Marché de l’art

Aux enchères

IM Pei et son épouse au Luxembourg, lors de l’inauguration du Mudam, en 2006
Photo: Martin Linster
d'Lëtzebuerger Land du 27.09.2019

Pas besoin d’être grand clerc en la matière pour connaître ou au moins deviner les préférences dans les arts visuels de l’architecte Ieoh Ming Pei. Ses réalisations le situent bien, dans une époque, dans un style, le Kirchberg n’y fait pas exception. C’est l’art moderne, à son apogée au milieu du siècle dernier, moment également où Pei a commencé sa collection personnelle ensemble avec son épouse Eileen Loo. Et c’est dans ce sens qu’il a conçu les espaces, bien sûr pour d’autres formats quand il s’est agi de musées. L’orientation est la même, telle qu’elle figurait innocemment, abusivement, dans les rapports de notre ministère de la culture des années 1980, nonobstant le manque d’une collection, malgré le défaut d’argent. Lui fera qu’on restera spectateur aux enchères de la collection de l’architecte, et puis à quoi bon acheter un tableau, tout seul, il honorera juste le souvenir du maître.

Ieoh Ming Pei est décédé le 16 mai dernier, cinq ans après son épouse, après 72 années de mariage, lui était âgé de 102 ans. Décès, en l’occurrence, des fois divorce ou dette, voilà pour les faits qui conduisent la plupart du temps à la dispersion d’une collection. Les héritiers s’en débarrassent, ceux de Pei, toutefois, gardent pour le moment les tableaux et dessins de Calder. Sont mis en vente une soixantaine de peintures, œuvres sur papier et sculptures. Dont l’estimation au total s’élève à plus de 25 millions de dollars.

De l’art moderne donc, et comme il n’est que normal, né à Canton en 1917, Pei est passé au milieu des années 30 aux États-Unis, a toujours eu un lien très fort avec l’Europe et la France en particulier, un pont y est jeté, elle réunit artistes occidentaux et orientaux. Et dans ce sens, il existe comme un alter ego, Zao Wou-Ki, bien représenté, notamment par un tableau encore figuratif si l’on veut, des oiseaux sur fond végétal, qui date de peu de temps après l’arrivée de l’artiste chinois à Paris, et est estimé à 832 000 dollars. Somme largement dépassée, avec une estimation de 4,8 à 6,1 millions, pour un grand format ultérieur, de 1970, et de suite reconnaissable.

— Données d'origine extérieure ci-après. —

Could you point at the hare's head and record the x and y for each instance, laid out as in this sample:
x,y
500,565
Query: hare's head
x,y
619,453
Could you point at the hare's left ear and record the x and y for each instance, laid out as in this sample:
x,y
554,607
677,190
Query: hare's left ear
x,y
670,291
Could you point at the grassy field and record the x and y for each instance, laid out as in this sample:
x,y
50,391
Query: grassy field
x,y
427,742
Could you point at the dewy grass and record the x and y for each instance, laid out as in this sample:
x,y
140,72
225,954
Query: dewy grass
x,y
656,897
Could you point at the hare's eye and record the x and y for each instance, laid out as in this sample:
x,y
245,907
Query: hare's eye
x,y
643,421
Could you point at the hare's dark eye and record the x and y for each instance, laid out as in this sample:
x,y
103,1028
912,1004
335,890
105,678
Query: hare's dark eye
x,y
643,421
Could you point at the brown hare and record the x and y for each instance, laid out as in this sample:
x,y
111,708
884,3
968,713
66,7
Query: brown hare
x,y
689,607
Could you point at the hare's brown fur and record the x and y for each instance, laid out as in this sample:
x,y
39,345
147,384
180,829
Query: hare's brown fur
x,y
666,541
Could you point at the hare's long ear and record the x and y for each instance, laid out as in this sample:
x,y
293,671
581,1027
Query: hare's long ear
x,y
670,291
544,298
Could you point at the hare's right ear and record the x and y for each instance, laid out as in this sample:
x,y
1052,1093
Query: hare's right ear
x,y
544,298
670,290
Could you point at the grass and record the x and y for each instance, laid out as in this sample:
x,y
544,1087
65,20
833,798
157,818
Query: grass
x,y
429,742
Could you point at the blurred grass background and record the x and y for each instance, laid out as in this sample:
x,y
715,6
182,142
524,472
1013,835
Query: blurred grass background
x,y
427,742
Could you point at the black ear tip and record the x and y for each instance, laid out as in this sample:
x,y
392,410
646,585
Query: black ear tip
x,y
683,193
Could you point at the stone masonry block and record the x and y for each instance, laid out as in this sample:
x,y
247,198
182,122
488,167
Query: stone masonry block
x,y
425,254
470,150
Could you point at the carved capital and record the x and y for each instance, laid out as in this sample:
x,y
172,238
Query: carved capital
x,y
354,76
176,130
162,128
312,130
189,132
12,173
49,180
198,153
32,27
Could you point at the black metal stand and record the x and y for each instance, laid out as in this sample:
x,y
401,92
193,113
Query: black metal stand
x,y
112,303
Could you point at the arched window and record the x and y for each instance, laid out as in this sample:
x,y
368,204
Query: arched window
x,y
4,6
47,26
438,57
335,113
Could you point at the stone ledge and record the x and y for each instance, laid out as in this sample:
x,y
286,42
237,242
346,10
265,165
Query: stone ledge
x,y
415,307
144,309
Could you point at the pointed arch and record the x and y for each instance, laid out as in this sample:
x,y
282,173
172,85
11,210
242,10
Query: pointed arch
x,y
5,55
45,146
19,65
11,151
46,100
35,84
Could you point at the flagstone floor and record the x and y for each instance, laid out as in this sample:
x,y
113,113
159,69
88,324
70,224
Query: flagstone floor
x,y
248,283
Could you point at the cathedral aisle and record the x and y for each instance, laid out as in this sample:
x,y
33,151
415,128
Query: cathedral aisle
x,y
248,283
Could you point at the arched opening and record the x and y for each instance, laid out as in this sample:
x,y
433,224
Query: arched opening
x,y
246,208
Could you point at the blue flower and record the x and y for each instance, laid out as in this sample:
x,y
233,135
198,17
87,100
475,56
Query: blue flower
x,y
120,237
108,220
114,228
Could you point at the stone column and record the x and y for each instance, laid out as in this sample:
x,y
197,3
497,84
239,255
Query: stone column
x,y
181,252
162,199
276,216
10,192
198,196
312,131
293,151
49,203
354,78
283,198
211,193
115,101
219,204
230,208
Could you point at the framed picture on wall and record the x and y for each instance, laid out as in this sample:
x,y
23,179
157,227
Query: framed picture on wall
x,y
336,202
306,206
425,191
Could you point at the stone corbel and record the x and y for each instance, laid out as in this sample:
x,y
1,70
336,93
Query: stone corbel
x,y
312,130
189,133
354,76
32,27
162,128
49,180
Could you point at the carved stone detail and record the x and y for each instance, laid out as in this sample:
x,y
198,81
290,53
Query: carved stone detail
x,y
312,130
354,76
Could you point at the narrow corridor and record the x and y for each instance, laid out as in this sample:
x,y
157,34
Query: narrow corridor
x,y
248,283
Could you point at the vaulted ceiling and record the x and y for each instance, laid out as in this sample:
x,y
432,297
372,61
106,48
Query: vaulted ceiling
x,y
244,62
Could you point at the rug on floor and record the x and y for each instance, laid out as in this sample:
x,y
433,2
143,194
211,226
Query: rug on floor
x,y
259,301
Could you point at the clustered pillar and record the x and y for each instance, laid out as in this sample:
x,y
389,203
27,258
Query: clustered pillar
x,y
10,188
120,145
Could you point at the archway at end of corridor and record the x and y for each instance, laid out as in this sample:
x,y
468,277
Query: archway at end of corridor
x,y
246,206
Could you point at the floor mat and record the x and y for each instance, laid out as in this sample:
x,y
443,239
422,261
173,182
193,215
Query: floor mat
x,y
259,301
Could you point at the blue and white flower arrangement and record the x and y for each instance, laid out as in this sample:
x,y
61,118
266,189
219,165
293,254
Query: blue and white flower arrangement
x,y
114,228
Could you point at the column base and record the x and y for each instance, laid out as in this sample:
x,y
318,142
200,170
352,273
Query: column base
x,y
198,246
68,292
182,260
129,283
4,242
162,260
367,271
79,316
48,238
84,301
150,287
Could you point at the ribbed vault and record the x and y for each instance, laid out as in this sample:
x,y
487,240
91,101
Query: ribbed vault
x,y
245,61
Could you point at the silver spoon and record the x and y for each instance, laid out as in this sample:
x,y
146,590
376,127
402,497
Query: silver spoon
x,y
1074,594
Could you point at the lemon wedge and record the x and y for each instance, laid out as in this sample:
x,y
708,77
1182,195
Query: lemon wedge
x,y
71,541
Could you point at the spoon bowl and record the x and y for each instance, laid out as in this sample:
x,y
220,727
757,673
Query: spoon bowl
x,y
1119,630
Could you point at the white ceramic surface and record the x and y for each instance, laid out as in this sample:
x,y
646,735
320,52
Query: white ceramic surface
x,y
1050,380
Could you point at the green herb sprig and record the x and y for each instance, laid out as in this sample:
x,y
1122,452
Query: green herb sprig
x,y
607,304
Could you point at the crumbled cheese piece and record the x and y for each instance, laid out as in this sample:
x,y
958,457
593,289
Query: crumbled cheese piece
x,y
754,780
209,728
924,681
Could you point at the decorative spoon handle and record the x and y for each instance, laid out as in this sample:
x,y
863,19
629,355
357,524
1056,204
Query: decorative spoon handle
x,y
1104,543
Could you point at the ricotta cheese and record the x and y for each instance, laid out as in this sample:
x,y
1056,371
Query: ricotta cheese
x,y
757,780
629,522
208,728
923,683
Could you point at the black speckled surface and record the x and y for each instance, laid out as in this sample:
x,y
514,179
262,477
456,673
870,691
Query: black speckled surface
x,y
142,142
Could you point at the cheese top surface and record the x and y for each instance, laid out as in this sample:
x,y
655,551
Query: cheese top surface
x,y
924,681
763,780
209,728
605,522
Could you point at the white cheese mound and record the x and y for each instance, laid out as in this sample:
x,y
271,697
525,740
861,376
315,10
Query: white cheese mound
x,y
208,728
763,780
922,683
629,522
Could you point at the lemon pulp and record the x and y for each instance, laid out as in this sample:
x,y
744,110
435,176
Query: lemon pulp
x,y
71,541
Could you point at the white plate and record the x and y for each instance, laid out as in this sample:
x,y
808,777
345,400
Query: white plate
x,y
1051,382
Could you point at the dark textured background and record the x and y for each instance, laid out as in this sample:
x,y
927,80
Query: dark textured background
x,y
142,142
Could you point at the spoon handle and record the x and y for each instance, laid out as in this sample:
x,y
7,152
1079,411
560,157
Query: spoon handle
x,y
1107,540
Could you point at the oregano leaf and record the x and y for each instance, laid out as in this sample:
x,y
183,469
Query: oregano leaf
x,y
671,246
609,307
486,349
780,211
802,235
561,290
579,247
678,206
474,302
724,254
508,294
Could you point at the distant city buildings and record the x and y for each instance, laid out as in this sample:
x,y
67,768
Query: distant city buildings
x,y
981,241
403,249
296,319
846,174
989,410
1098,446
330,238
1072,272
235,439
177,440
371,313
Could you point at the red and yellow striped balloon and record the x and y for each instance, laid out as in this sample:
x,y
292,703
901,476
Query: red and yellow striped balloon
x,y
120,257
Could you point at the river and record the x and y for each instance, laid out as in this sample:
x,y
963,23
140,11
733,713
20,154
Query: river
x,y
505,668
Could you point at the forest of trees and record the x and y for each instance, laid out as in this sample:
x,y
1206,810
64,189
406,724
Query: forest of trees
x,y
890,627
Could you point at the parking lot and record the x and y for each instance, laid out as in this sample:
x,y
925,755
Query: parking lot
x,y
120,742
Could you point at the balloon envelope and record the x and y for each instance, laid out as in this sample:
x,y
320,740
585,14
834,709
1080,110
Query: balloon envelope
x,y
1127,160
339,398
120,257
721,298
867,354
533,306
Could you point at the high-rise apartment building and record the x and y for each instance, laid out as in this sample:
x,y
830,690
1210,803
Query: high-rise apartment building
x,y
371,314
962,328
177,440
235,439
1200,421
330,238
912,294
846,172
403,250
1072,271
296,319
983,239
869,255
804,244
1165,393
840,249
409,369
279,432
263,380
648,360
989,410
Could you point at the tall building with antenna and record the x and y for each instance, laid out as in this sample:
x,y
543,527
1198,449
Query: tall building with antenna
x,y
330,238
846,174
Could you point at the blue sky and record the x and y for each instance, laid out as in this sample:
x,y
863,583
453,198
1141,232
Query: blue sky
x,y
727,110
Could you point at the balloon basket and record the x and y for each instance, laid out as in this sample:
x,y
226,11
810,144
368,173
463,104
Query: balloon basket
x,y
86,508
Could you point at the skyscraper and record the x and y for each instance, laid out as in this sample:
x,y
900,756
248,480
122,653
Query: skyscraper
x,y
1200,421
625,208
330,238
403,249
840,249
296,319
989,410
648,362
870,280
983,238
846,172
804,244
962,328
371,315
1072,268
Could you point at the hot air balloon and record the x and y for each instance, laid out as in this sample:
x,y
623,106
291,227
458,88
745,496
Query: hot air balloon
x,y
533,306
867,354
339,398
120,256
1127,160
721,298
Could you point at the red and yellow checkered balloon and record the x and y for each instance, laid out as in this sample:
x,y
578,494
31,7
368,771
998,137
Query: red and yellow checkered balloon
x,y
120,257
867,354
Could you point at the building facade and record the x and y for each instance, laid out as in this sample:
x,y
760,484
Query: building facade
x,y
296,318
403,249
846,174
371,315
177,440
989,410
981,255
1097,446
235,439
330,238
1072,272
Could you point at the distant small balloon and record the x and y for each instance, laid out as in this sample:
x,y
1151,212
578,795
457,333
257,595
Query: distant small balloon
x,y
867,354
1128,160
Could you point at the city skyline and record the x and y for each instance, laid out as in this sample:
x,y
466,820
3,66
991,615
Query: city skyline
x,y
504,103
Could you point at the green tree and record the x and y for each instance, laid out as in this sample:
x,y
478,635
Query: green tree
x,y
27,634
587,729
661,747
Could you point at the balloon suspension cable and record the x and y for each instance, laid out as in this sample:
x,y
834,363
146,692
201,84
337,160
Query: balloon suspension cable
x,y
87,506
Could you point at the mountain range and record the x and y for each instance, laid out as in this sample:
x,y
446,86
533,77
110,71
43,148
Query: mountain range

Christie’s y va très fort avec cette vente, les œuvres ont commencé déjà à être exposées, aux mêmes endroits où auront lieu les enchères, New York le 13 novembre, Hong Kong le 23, et l’on finit par Paris le 3 décembre. Et bien sûr que les lots proposés correspondent parfaitement aux différents continents, aux différentes villes (bien que les enchères ne se fassent pas nécessairement sur place).

Côté américain, les œuvres phares sont deux tableaux de Barnett Newman qui datent tous deux de 1950 et font partie de la même série de l’artiste de l’expressionnisme abstrait : Untitled 4 et 5, champs de couleurs dans une somptueuse verticalité, estimés à 8 et 5 millions. Alors qu’à Paris, la vedette revient à Jean Dubuffet et une peinture extraite du cycle Hourloupe, La Brouette, de 1964, puzzle bien brinquebalant assemblé de pièces striées comme d’habitude chez cet artiste (estimation à 350 000 à 550 000 euros).

Une sculpture plus ancienne, de 1925, de Jacques Lipchitz, né en Lituanie, naturalisé français puis américain, mérite une mention : L’Homme à la guitare, d’esprit cubiste comme le voulait son temps, atteignant à une belle synthèse des formes, droites, ondulées ; on voit sur une photo, leur mobilier Bauhaus, la sculpture au fond. À regarder d’autres vues de leur intérieur, avec les œuvres aux murs ou réparties dans l’espace, on ne peut que se dire que Pei avait bien raison que les bons artistes aient besoin de bons clients. Eux en étaient. Pour la suite, après les enchères, c’est ouvert. On ajoutera volontiers que la phrase ne vaut pas moins pour les bons architectes.